Tariffs raise the prices of parts and materials, thus raising the cost of manufacturing goods and decreasing private sector output. This in turn lowers incomes for both owners of capital and workers. Higher consumer prices also decrease the real value of labour and capital income which decreases incentive to work, leading to lower output. All in all, tariffs lead to a smaller economy.

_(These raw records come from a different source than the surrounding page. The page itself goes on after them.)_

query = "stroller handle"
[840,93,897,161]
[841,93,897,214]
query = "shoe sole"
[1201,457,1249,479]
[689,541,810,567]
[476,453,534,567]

Trump plans to use the tariffs to help pay for his large tax cuts. At various points in his 2024 campaign, the former president talked about replacing income tax, eliminating the federal budget deficit, and beginning to pay off some of the $35 trillion in gross federal  debt. While the Tax Policy Center estimates Trump's policies on tariffs would raise $2.8 trillion over the next 10 years, this is still nowhere near enough to meet his ambitious promises. Furthermore, the idea of replacing an income tax with universally higher consumer prices would sharply widen the income gap between the richest and poorest American families. By replacing a key redistributive policy such as income tax with a more regressive tax structure, higher burden is placed on poorer families whilst allowing wealthier corporations to contribute less. This would significantly increase inequality in a country whose gini coefficient is already very high at 4.7 - the highest in all G7 nations.

 

The impact of American protectionism on world trade is worrying to say the least. The US is the second largest trading nation, having trade relations with over 200 different countries and regional associations. A second term with Trump as president means a sharp decrease in exports and imports, a rise in consumer prices and a risky future for the American economy. It also risks dragging down its trading partners and increasing strain on other economies and global trade networks alike. After all, when America sneezes, the world catches a cold.